The kurtosis statistics for these 5,000 data sets averaged 2.97 and ranged from 2.21 to 5.15. 95 percent of these kurtosis values fell between 2.44 and 3.77. Once again, this uncertainty of plus 0.77 and minus 0.56 is too much variation to allow any practical use of the kurtosis statistic. Neither the skewness statistic nor the kurtosis statistic will provide useful estimates for the shape parameters of any probability model. (For more on this question see “Problems With Skewness and Kurtosis, Part 2,” *Quality Digest*, August 1, 2011.)

While the skewness and kurtosis formulas appear to utilize all of the data, these shape statistics are essentially functions of the most extreme 5 percent of the data, and are heavily dependent upon the most extreme 1 percent of the data. They do not have any direct connection to the overall “shape” of a histogram. Rather they attempt to measure the extremity of the extreme values. This undermines their usefulness in characterizing the data set as a whole.

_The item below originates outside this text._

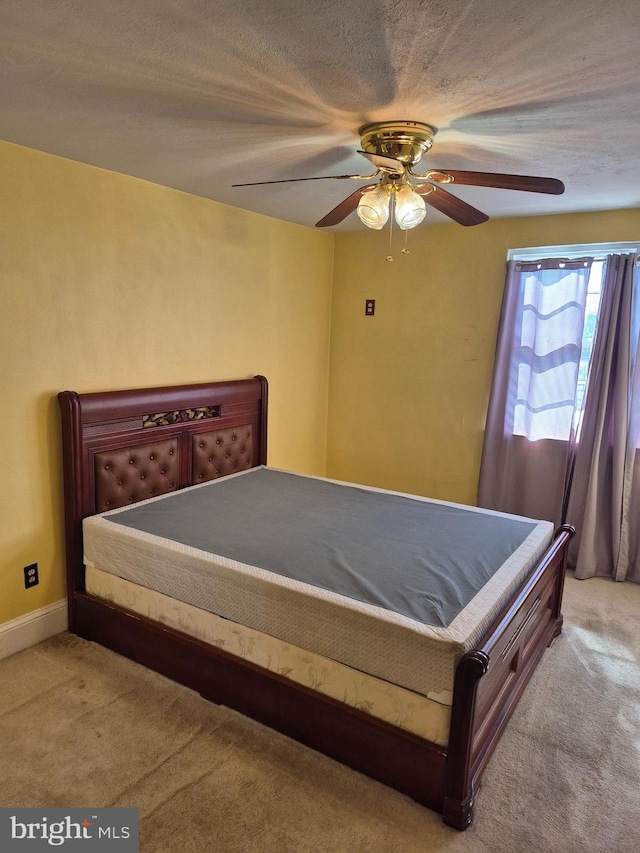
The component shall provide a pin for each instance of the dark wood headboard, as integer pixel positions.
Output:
(120, 447)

Once we have characterized the location and dispersion we have essentially extracted all of the useful information that can be obtained from numerical summaries of the data.

Plots of the data in their time-order sequence and in a histogram can complement numerical summaries by revealing nonquantitative information, but additional computations beyond location and dispersion add no real value.

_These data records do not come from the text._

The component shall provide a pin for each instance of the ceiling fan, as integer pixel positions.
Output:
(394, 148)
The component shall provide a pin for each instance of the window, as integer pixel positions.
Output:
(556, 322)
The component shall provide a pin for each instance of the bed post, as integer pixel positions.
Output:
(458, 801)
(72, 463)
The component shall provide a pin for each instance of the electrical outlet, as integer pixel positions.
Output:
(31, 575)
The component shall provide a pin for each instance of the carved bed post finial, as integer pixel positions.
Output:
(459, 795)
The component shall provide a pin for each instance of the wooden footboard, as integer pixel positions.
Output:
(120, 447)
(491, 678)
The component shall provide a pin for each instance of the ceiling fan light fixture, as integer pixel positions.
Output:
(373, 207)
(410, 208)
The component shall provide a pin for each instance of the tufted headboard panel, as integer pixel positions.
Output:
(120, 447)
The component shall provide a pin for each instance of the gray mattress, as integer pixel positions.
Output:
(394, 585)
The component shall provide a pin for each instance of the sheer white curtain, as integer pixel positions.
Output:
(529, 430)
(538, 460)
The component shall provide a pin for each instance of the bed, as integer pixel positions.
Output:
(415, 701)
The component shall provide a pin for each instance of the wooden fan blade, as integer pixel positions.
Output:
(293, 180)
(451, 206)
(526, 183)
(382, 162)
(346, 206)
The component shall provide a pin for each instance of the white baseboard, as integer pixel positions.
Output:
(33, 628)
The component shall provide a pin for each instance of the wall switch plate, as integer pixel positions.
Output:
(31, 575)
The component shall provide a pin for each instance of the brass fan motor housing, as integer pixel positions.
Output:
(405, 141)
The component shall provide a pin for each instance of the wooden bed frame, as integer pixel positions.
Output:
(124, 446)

Finally, as seen above, skewness and kurtosis essentially ignore the central 95 percent of the data in any histogram. So you should return the favor by ignoring the skewness and kurtosis statistics provided by your software. There is simply nothing to be learned from these so-called shape statistics.

## Comments

## Kurtosis usefulness for SPC

Since kurtosis measures anomalies, I would think the statistic would be especially useful for SPC. For example, if you have a bunch of variables in your data set, and you want to identify the variables exhibiting the more extreme anomalies, you could rank them by the kurtosis statistic, and then investigate the top few more carefully.

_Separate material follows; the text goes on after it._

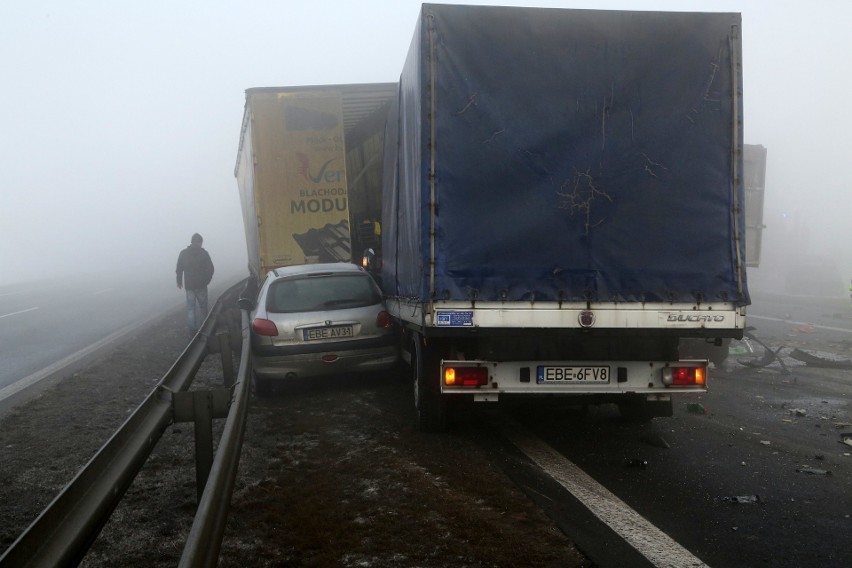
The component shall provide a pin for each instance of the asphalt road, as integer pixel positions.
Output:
(754, 476)
(757, 475)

## Value of skewness and kurtosis formulas

Dr. Wheeler, Thank you for highlighting the classic "Tail wagging the dog" role(pun intended) of the skewness and kurtosis formulas used by many popular software packages. The additional computations beyond location and dispersion add no real value.

## Shewhart Haunt

Thanks Don for a great example that proves out Dr. Walter A. Shewhart's observations in his classic 1931 book, Economic Control of Quality of Manufactured Product (as you have written on in the past); p. 87, "In general , we shall find that the information contained in statistics calculated from moments higher than the second depends to a large extent upon the nature of the observed distribution; therefore,

these statistics are somewhat limited in their usefulness.The really remarkable thing is that so much information is contained in the average and standard deviation of a distribution." As you know all too well, the first two moments. Getting software to make a simple run chart of our data as first step would be a great gift to those trying to make sense of data. Shewhart chart would be the next step up.